The selloff of U.S. stocks yesterday was brutal and will dominate Asia, said Rob Carnell, chief economist at ING in Singapore.

But there are pockets of optimism like China’s more accommodating moves on monetary policy, he added.

The Nasdaq fell late in the U.S. session, to end 1.3% lower, as investors anxiously await the Fed’s FOMC meeting next week for details on how it intends to tackle high inflation.

The moves extended to Chinese shares with the Hong Kong benchmark dropping 0.75% after posting its best day in six months the day before and Chinese blue chips shedding 0.8%, also after gains the day before.

China cut its benchmark mortgage rates on Thursday, the latest move in a burst of monetary easing aimed at propping up an economy soured by a troubled property sector and worries over the Omicron variant of coronavirus.

Analysts at Nomura believe the impact from cuts to benchmark lending rates would be quite limited, as these cuts are too small to have a material impact.

Market sentiment was also weakened by comments made by U.S. Treasury Secretary Janet Yellen on inflation, said Kyle Rodda, market analyst at IG Markets.
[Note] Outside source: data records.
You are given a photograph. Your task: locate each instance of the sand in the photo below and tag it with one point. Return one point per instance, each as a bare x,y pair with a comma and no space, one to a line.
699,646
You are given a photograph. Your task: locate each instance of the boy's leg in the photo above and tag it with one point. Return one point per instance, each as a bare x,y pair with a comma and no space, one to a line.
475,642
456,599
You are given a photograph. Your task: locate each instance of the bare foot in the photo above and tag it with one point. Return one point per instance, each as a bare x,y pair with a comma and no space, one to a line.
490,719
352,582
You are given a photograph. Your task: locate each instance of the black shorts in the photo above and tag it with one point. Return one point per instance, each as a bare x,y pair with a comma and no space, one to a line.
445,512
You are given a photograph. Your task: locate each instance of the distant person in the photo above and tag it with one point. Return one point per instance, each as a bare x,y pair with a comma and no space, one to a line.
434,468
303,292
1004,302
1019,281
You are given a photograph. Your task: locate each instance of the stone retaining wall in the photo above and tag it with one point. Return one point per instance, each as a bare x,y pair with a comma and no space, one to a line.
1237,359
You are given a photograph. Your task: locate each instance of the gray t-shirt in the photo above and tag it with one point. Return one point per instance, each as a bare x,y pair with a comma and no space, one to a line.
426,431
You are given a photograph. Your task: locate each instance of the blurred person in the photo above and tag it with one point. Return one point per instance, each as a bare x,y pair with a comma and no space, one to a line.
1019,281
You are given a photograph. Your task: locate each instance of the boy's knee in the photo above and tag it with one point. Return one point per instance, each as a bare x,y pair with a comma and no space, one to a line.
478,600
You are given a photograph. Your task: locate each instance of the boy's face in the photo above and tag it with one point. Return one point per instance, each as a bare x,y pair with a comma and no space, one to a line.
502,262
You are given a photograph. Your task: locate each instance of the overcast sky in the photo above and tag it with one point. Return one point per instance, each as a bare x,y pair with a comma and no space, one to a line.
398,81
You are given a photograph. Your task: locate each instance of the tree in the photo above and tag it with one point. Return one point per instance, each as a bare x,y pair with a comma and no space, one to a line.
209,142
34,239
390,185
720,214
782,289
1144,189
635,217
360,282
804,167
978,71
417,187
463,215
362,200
Less than a week out from the FOMC meeting, investors are worried that the central bank is going to flag aggressive rate hikes and an imminent and rapid unwind of its balance. In effect, it may throw the stock market under the bus to stamp out inflation, Rodda said.

Yellen said on Thursday she was confident the Federal Reserve and the Biden administration would take steps needed to bring down inflation over the course of 2022, provided the COVID-19 pandemic is brought under control.